Attention : Les concessions non perpétuelles expirées et non renouvelées dans le délai de deux années révolues après l’expiration prévue initialement peuvent être reprise par la commune après avoir constaté l’état d’abandon (articles L. 2223-15, al. 3 et 4, L. 2223-17, L. 2223-18 et R. 2223-12s du code général des collectivités territoriales).
Quel rôle de l’avocat en droit funéraire à cette étape ?
L’avocat en droit funéraire vous accompagnera dans le contentieux lié à une reprise administrative d’une concession funéraire.
b. DROITS DES CONCESSIONNAIRES
Le Maire de la commune est en droit d’imposer le respect de certaines règles en matière de construction de caveau et de sépulture, ainsi avec l’article L. 2223-12-1 du code général des collectivités territoriales, il dispose du pouvoir de fixer les dimensions maximales des monuments érigés sur les concessions.
Une fois les constructions effectuées sur la concession, celles-ci deviennent la pleine propriété des concessionnaires (Cass. Civ. 3e, 17 déc. 2003, no 02-17.388).
Les inscriptions figurant sur les monuments funéraires doivent être soumises à l’approbation du maire de la commune (article R. 2223-8 du code général des collectivités territoriales).
Ainsi a pu être autorisée l’inscription « Familles ! je vous hais ! » malgré l’opposition des proches du défunt (CAA Nancy, 28 octobre 2014, req. n°14NC00686)
4. LES CARRES CONFESSIONNELS
Le principe de neutralité issu de la loi du 9 décembre 1905 concernant la séparation des églises et de l’État qui s’impose aux cimetières et s’oppose à ce qu’une obligation de mise à disposition d’une partie d’un cimetière soit faite à chaque culte.
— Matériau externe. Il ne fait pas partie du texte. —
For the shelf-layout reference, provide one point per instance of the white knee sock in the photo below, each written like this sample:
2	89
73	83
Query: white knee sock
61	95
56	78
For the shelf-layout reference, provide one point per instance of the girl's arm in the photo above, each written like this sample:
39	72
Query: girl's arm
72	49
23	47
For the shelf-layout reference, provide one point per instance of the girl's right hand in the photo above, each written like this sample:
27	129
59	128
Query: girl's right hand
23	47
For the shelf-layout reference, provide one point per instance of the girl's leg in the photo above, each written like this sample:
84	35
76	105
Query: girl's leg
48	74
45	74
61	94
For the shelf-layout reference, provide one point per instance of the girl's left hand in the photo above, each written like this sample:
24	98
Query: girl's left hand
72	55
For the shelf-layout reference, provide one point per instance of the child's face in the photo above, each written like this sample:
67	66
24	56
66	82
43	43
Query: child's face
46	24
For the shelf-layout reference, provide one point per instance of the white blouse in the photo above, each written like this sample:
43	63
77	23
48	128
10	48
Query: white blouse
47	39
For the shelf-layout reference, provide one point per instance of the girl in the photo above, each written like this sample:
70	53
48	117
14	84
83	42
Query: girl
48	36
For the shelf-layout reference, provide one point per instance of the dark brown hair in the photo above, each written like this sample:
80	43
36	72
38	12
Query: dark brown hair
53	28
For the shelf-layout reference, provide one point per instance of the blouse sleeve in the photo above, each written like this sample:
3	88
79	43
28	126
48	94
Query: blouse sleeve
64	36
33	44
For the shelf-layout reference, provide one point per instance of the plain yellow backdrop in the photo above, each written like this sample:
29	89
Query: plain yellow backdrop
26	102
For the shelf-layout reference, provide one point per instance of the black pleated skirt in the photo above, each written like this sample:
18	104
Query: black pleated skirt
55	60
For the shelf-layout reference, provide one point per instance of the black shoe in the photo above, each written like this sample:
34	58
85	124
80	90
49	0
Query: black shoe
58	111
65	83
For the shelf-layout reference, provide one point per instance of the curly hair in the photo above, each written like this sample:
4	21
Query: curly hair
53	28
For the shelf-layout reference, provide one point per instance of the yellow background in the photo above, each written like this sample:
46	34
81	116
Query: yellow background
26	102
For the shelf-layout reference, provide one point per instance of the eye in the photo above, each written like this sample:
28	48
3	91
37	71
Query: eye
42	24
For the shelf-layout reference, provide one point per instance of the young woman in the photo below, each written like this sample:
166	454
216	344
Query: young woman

Cependant, il est nécessairement de prendre en compte la liberté des funérailles dont dispose chacun et qui est garantie à l’article 3 de la loi du 15 novembre 1887 : « Tout majeur ou mineur émancipé, en état de tester, peut régler les conditions de ses funérailles, notamment en ce qui concerne le caractère civil ou religieux à leur donner et le mode de sa sépulture. »
Ces dispositions doivent être complétées par les sanctions pénales prévues en cas de violation, volontaire à cette volonté du défunt.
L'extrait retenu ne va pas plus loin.